Junked up and terrible. 

Cory

Terrible. 

AK

And it's gone through this real evolution. And of course, we've taken the dams out recently, so it's very different now. We're naturalizing that river. What's your favorite Montana mountain range and why?

Cory

I couldn't name one. I don't know. Is it fair to say? The Rockies. That's ridiculous. Right? That's a big range.

AK

Bitterroots, maybe?

Cory

Bitterroots. I mean, that's a good one for sure. Yeah, definitely.

AK

What’s your favorite charismatic megafauna?

Cory

Charismatic megafauna? Well, great. White Sharks. Oh, yeah.

AK

I love it. Yeah. Win outside of Montana. Apparently. 

Cory

Yeah. 

AK

What's your shadow profession?

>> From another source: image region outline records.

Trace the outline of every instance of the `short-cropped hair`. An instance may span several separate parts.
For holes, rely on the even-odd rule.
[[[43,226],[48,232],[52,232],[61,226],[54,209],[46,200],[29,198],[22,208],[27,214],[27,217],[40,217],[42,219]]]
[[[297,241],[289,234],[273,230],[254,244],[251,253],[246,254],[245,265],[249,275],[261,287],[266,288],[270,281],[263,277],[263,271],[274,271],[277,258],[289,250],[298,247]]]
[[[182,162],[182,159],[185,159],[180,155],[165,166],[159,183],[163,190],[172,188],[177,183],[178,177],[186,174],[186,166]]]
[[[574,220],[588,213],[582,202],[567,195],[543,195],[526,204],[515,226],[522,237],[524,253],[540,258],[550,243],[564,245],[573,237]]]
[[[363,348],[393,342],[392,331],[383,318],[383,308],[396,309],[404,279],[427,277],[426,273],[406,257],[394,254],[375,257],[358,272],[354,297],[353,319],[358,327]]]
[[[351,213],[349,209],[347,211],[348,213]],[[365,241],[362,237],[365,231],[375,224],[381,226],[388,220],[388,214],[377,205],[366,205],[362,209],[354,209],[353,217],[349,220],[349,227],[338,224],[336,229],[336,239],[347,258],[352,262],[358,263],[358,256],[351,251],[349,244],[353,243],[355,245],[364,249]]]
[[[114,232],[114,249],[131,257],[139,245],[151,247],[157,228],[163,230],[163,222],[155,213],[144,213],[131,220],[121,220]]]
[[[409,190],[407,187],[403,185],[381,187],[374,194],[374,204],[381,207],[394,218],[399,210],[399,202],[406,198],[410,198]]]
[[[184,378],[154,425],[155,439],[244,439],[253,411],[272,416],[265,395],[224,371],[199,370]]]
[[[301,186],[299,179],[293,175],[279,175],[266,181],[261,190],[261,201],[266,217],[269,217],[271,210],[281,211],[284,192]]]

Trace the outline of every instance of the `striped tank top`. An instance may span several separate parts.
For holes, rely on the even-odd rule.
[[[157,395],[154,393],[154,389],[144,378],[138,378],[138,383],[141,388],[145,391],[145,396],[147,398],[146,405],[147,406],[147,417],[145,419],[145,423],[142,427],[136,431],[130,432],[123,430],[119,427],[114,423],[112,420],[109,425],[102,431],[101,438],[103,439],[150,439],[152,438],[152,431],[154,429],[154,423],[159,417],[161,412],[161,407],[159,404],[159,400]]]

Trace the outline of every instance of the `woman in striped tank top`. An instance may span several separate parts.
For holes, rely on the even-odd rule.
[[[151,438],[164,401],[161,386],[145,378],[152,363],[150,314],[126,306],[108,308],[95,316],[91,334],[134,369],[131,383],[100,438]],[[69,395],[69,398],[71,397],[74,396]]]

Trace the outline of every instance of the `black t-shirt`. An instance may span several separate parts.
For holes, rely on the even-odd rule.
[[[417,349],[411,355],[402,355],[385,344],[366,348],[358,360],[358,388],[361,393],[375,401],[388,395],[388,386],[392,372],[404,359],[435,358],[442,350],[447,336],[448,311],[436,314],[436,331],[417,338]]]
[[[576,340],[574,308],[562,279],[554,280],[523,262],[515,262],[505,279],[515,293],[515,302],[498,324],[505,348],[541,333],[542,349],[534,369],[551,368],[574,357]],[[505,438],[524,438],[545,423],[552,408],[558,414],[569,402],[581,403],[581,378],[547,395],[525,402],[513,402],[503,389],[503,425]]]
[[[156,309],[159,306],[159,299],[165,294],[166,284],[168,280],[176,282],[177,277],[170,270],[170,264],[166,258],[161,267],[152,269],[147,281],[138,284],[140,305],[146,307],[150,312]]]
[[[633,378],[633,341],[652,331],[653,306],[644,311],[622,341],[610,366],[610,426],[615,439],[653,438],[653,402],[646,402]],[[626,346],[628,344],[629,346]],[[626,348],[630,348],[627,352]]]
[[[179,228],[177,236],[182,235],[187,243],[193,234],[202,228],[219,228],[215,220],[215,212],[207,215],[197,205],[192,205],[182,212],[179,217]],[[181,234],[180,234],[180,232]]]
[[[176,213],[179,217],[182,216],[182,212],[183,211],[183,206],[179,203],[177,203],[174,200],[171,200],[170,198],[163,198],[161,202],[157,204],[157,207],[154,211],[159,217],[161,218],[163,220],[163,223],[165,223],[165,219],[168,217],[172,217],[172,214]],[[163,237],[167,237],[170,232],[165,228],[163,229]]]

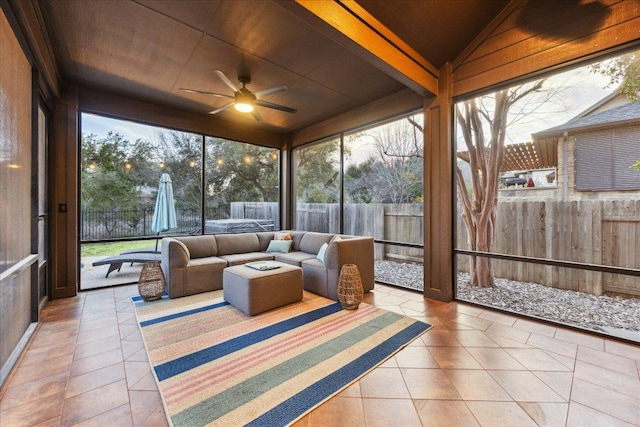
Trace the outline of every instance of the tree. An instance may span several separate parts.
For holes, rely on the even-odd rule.
[[[631,102],[640,100],[640,51],[618,56],[591,66],[591,71],[609,77],[609,84],[617,85],[617,91]],[[629,166],[640,170],[640,160]]]
[[[538,80],[456,105],[458,126],[469,153],[471,194],[460,167],[456,167],[456,183],[462,220],[473,251],[494,249],[498,177],[504,159],[509,110],[518,101],[541,92],[543,84],[544,80]],[[472,285],[493,286],[491,259],[472,257],[470,276]]]
[[[131,227],[141,219],[137,187],[148,168],[149,149],[147,143],[131,143],[119,133],[109,132],[102,139],[82,135],[81,208],[94,211],[109,236],[121,219]]]
[[[332,139],[296,152],[296,200],[298,203],[340,201],[340,140]]]
[[[413,203],[421,199],[424,131],[420,119],[410,117],[361,135],[373,141],[375,153],[346,170],[349,201]]]
[[[640,100],[640,51],[626,53],[608,61],[591,65],[591,71],[609,77],[618,93],[631,101]]]

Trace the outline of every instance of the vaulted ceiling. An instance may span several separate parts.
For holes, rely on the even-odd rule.
[[[509,0],[357,0],[435,70],[453,61]],[[346,3],[346,2],[345,2]],[[353,3],[353,2],[351,2]],[[38,0],[63,80],[207,115],[232,95],[214,75],[248,88],[279,85],[258,107],[263,121],[228,109],[219,119],[292,132],[406,90],[406,80],[370,60],[346,36],[331,35],[290,0]],[[342,37],[342,38],[341,38]],[[238,86],[240,86],[238,84]]]

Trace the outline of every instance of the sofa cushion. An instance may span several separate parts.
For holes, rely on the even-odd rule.
[[[264,252],[247,252],[242,254],[229,254],[220,256],[229,265],[246,264],[253,261],[271,261],[273,255]]]
[[[314,254],[308,254],[306,252],[289,252],[288,254],[273,254],[276,261],[284,262],[286,264],[297,265],[302,264],[302,261],[313,259],[316,256]]]
[[[329,247],[329,245],[327,243],[323,243],[322,246],[320,246],[320,250],[318,251],[318,255],[316,255],[316,258],[318,258],[318,261],[322,261],[322,263],[324,264],[324,254],[325,252],[327,252],[327,248]]]
[[[293,231],[276,231],[273,240],[293,240]]]
[[[281,252],[288,253],[291,250],[293,240],[272,240],[267,247],[267,253]]]
[[[183,236],[175,237],[175,239],[189,249],[191,259],[218,255],[218,246],[214,236]]]
[[[260,241],[256,233],[216,234],[218,256],[260,252]]]
[[[324,243],[329,244],[333,234],[308,232],[300,240],[300,250],[316,255]]]

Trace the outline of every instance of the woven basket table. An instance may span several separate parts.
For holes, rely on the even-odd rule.
[[[148,261],[142,266],[138,292],[145,301],[154,301],[162,297],[165,288],[164,273],[160,261]]]
[[[345,310],[357,310],[362,302],[362,279],[355,264],[345,264],[338,280],[338,301]]]

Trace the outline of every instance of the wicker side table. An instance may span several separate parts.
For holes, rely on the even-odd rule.
[[[355,264],[345,264],[338,280],[338,301],[345,310],[357,310],[364,291],[360,271]]]
[[[145,301],[154,301],[162,297],[165,289],[164,273],[160,261],[148,261],[142,266],[138,292]]]

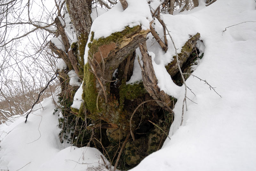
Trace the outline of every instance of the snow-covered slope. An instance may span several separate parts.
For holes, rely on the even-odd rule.
[[[149,47],[150,39],[148,48],[159,86],[178,101],[171,140],[166,139],[161,150],[132,170],[256,170],[256,22],[243,23],[222,32],[242,22],[256,21],[256,3],[218,0],[205,7],[201,3],[191,11],[164,15],[162,19],[180,50],[188,34],[200,33],[205,48],[193,74],[216,87],[222,98],[190,77],[187,84],[196,96],[188,92],[188,96],[197,104],[188,100],[180,126],[184,88],[174,85],[164,68],[174,55],[174,49],[168,40],[169,49],[163,54],[157,43]],[[38,110],[26,124],[21,117],[8,122],[8,126],[0,125],[0,170],[15,171],[24,166],[19,170],[106,169],[97,150],[61,146],[52,100],[47,99],[37,105],[35,109]]]
[[[227,28],[222,35],[225,27],[256,21],[255,7],[252,0],[218,0],[164,16],[176,42],[184,32],[200,33],[206,48],[193,74],[216,87],[222,98],[190,77],[187,84],[196,96],[189,92],[188,97],[198,104],[188,100],[180,126],[183,86],[171,140],[132,170],[256,170],[256,22]]]

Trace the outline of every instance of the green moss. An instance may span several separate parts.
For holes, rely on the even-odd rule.
[[[71,110],[73,112],[77,114],[78,113],[78,112],[79,112],[79,110],[77,109],[74,108],[72,108],[72,107],[70,108],[71,109]]]
[[[94,38],[94,32],[92,32],[91,34],[92,34],[92,36],[91,36],[90,41],[93,41],[93,39]]]
[[[112,33],[110,36],[106,38],[101,37],[97,40],[91,38],[91,41],[92,42],[90,45],[90,47],[89,47],[88,53],[89,56],[92,58],[93,54],[99,50],[99,47],[111,43],[118,44],[123,39],[124,36],[129,36],[129,34],[132,34],[141,29],[141,26],[140,25],[136,26],[132,28],[126,26],[123,31]],[[92,32],[92,38],[94,37],[94,33],[92,34],[93,32]]]
[[[142,82],[126,84],[125,81],[122,81],[119,90],[120,105],[121,106],[123,105],[125,99],[132,100],[144,96],[147,92]]]
[[[96,78],[94,74],[89,71],[90,68],[88,63],[84,65],[82,98],[86,108],[92,113],[98,110],[96,102],[98,92],[96,88]]]
[[[74,42],[72,43],[70,46],[70,48],[72,49],[74,51],[76,51],[78,49],[78,46],[77,46],[77,43],[76,42]]]

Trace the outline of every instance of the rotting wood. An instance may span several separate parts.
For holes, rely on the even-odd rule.
[[[191,54],[194,46],[196,44],[196,41],[200,38],[200,34],[197,33],[189,39],[182,47],[181,52],[178,54],[180,66],[181,68],[182,68],[183,64]],[[176,56],[173,57],[172,61],[165,66],[165,68],[172,77],[179,72],[179,68],[177,66],[177,60]]]
[[[167,104],[167,106],[171,106],[172,103],[170,97],[160,88],[157,86],[157,81],[152,64],[151,56],[148,53],[146,42],[144,44],[140,44],[140,50],[141,53],[142,60],[143,66],[141,73],[143,80],[143,85],[145,89],[150,96],[155,100],[160,100]],[[167,111],[170,111],[170,108],[167,108],[163,103],[157,101],[157,104]],[[172,112],[172,111],[169,111]]]
[[[157,41],[159,44],[159,45],[161,47],[163,50],[164,50],[165,52],[167,51],[167,49],[168,49],[168,48],[166,46],[164,43],[163,42],[161,39],[159,37],[159,36],[157,34],[154,28],[152,26],[152,24],[153,23],[153,21],[150,22],[149,24],[149,27],[150,28],[150,32],[152,34],[152,35],[154,36],[156,41]]]

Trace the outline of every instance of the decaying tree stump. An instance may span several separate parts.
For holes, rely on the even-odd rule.
[[[197,33],[189,39],[182,47],[181,52],[178,54],[181,68],[182,68],[191,54],[194,49],[194,47],[196,44],[196,41],[199,38],[200,34]],[[175,56],[173,57],[172,61],[165,66],[167,72],[172,78],[179,72],[177,65],[177,60]]]

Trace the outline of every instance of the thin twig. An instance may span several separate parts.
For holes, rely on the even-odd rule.
[[[165,131],[163,130],[163,129],[162,129],[162,128],[160,128],[160,127],[159,126],[158,126],[158,125],[156,124],[156,123],[153,123],[153,122],[152,122],[152,121],[151,121],[150,120],[148,120],[148,121],[149,122],[151,123],[152,123],[153,125],[155,125],[157,127],[157,128],[159,128],[159,129],[160,129],[160,130],[161,130],[161,131],[163,131],[164,132],[164,134],[165,134],[165,135],[166,135],[166,136],[168,138],[169,138],[169,139],[171,139],[171,138],[169,137],[169,136],[168,136],[168,134],[167,134],[167,133],[165,132]]]
[[[165,25],[165,24],[164,24],[164,25]],[[182,114],[181,115],[181,122],[180,123],[180,125],[182,125],[182,123],[183,123],[183,117],[184,116],[184,106],[185,103],[186,103],[186,110],[188,110],[187,107],[187,84],[186,84],[186,83],[185,82],[185,79],[184,78],[184,76],[183,76],[183,74],[182,74],[182,71],[181,71],[181,69],[180,68],[180,61],[179,60],[179,56],[178,56],[178,54],[177,53],[177,48],[176,48],[176,46],[175,46],[175,44],[174,43],[174,41],[173,41],[173,39],[172,39],[172,38],[171,36],[171,34],[170,34],[170,33],[169,32],[169,30],[168,30],[168,29],[167,28],[167,27],[166,26],[166,30],[167,30],[167,32],[168,32],[168,34],[170,37],[171,39],[171,40],[172,40],[172,44],[173,45],[173,47],[174,47],[174,49],[175,49],[175,53],[176,54],[176,60],[177,61],[177,65],[178,65],[178,67],[179,68],[179,70],[180,71],[180,74],[181,75],[181,78],[182,78],[182,80],[183,81],[183,83],[184,83],[184,85],[185,86],[185,96],[184,97],[184,99],[183,100],[183,103],[182,104]]]
[[[210,5],[211,4],[212,4],[216,2],[217,1],[217,0],[213,0],[213,1],[212,1],[210,3],[209,3],[208,4],[206,4],[206,5],[205,5],[205,6],[209,6],[209,5]]]
[[[127,135],[127,137],[126,137],[125,140],[124,140],[124,143],[123,143],[123,145],[122,145],[122,146],[121,147],[121,149],[120,149],[120,151],[119,152],[119,154],[118,154],[117,158],[116,159],[116,163],[115,164],[115,167],[114,167],[114,171],[116,171],[116,167],[117,166],[118,162],[119,161],[119,159],[120,159],[120,157],[121,156],[121,154],[122,154],[123,149],[124,149],[124,145],[125,145],[126,142],[128,140],[128,139],[129,139],[129,137],[130,137],[130,133],[128,133],[128,135]]]
[[[45,87],[44,87],[44,88],[43,89],[41,92],[40,92],[40,93],[39,93],[39,94],[38,95],[38,97],[37,97],[37,99],[36,100],[36,102],[34,103],[34,104],[33,104],[33,105],[32,105],[32,107],[31,108],[31,109],[30,110],[30,111],[29,111],[29,112],[28,113],[28,114],[27,114],[27,116],[26,116],[26,120],[25,121],[25,123],[26,123],[27,122],[27,120],[28,120],[28,115],[32,111],[32,110],[33,109],[33,108],[34,107],[35,105],[36,105],[36,103],[37,102],[38,102],[38,101],[39,100],[39,99],[40,98],[40,96],[41,96],[41,95],[44,92],[44,90],[46,90],[46,89],[47,88],[47,87],[48,87],[48,86],[49,86],[49,85],[50,84],[50,83],[52,81],[54,80],[55,79],[55,78],[56,78],[57,77],[57,76],[58,76],[58,70],[57,70],[56,71],[55,71],[54,74],[53,75],[53,76],[52,76],[52,79],[51,79],[51,80],[49,81],[48,82],[48,83],[47,83],[47,85],[46,85],[46,86],[45,86]],[[55,76],[55,77],[54,77],[54,76],[55,75],[56,75]]]
[[[255,1],[255,2],[256,2],[256,0],[254,0]],[[240,23],[237,24],[235,24],[234,25],[232,25],[232,26],[228,26],[228,27],[227,27],[225,28],[225,30],[223,30],[223,31],[222,31],[222,34],[221,34],[221,35],[223,35],[223,33],[224,33],[224,32],[227,31],[227,29],[228,28],[230,27],[232,27],[233,26],[236,26],[236,25],[238,25],[239,24],[240,24],[244,23],[247,23],[247,22],[253,22],[253,23],[255,23],[255,22],[256,22],[256,21],[244,21],[244,22],[242,22],[242,23]]]
[[[212,90],[212,90],[213,90],[213,91],[214,91],[214,92],[215,92],[215,93],[216,93],[217,94],[218,94],[218,95],[219,95],[219,96],[220,96],[220,97],[221,97],[221,96],[220,95],[220,94],[219,94],[219,93],[217,93],[217,92],[216,92],[216,91],[215,90],[215,88],[216,87],[212,87],[212,86],[211,86],[211,85],[210,85],[209,84],[209,83],[207,83],[207,82],[206,81],[206,80],[203,80],[203,79],[201,79],[201,78],[199,78],[199,77],[197,77],[197,76],[196,76],[195,75],[193,75],[193,74],[189,74],[189,73],[183,73],[183,74],[186,74],[186,75],[192,75],[192,76],[193,76],[193,77],[196,77],[196,78],[197,78],[199,79],[200,79],[200,81],[204,81],[204,82],[205,83],[205,84],[206,84],[207,85],[208,85],[208,86],[209,86],[210,87],[209,87],[209,88],[210,88],[210,90]]]
[[[16,170],[16,171],[18,171],[18,170],[20,170],[20,169],[21,169],[23,167],[25,167],[25,166],[27,166],[27,165],[28,165],[28,164],[29,164],[29,163],[31,163],[31,161],[30,161],[30,162],[29,162],[29,163],[28,163],[25,166],[23,166],[23,167],[21,167],[21,168],[20,168],[20,169],[18,169],[18,170]]]

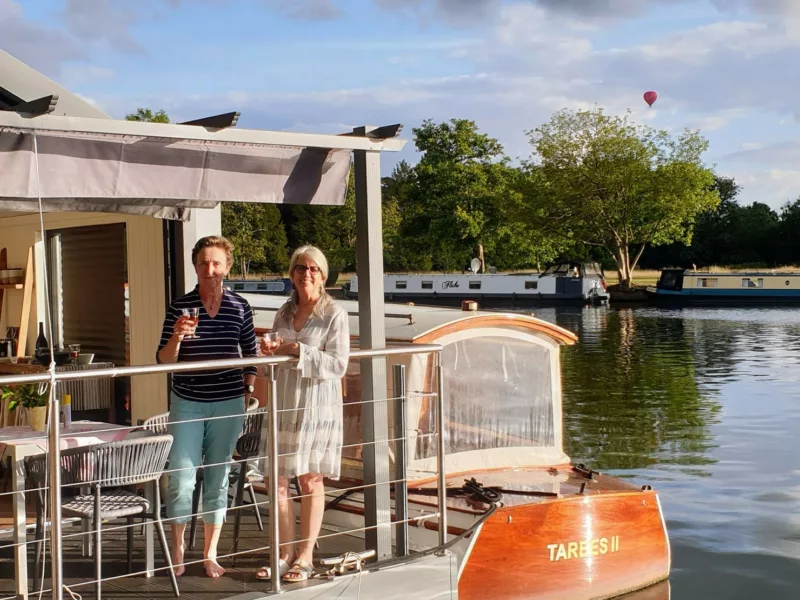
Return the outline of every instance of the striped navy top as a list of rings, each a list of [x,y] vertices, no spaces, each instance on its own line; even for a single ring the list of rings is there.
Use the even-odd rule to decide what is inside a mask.
[[[169,305],[161,329],[159,351],[172,337],[175,322],[181,316],[182,308],[200,309],[200,318],[195,329],[195,335],[199,337],[184,339],[181,342],[178,351],[179,362],[258,356],[256,332],[253,328],[253,309],[247,300],[238,294],[223,290],[219,312],[212,319],[203,307],[197,287]],[[158,361],[158,351],[156,360]],[[241,398],[245,391],[243,374],[255,375],[256,372],[256,367],[246,367],[173,373],[172,391],[181,398],[197,402]]]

So this would be the one you kind of thought about or flirted with or maybe dabbled in or maybe still fantasize about it.

Cory

Yeah, I mean, I'm definitely living in my dream job, so I don't think about it too much. But when I was in college, in high school, I wanted to be a video game designer. That was like many teenage kids do. That was something a big part of my life. Still play video games if you like. Something you want to create. That was something I wanted to do. And when I went to college, I did computer science and thought maybe that's what I'll do. But the math just sort of I couldn't overcome that, and that was what I had to do.

AK

The intellectual passion and this lifelong dream of being a learner.

Cory

Yeah, exactly.

AK

What would your best friend say about you when they were asked what you were like?

Cory

My best friend? What would they say about me? That I'm I don't know. A people person, a nice guy. I don't know if they would say that. I'm someone who can't say no, but that's true. That's good.

AK

What's the one piece of music you'd be willing to listen to for all eternity?

Cory

One individual, one I don't know. I love the band They Might Be giants, sort of silly and irreverent. And anything from their catalog I could listen to over and over and over again, I think.

AK

And I thought you might go to something Hungarian. Famous musical tradition.

Cory

There's great music in Hungary as well. Yeah. At least, for instance, in Bartok. I mean, their music is incredible. Probably if I had to listen to something forever, it would be something classical. Anything else would become unbearable.

AK

Probably after a while, even they might. What's the voice you hear in your head when you go to sleep at night?

Cory

Yeah. I mean, this is sort of silly, but like the voice telling me all the stuff that's on the to do list for tomorrow.

AK

Yes, I know that. Do you have trouble sleeping?

Cory

I do, actually. I found a little hack for this is when I lay down for bed, I just write those things down and then if they're on paper, they're sort of like, okay, they're to be done. But I don't have to dwell over them in my head as much. It's a simple thing and often works.

AK

But yeah, externalize it a little bit.

Cory

Absolutely.

AK

Well, thank you so much for joining us on Influence, Corey.

Cory

My pleasure. This was great.

Cory [singing]

“New York was once New Amsterdam. Why they changed it, I can't say. People just liked it better that way.”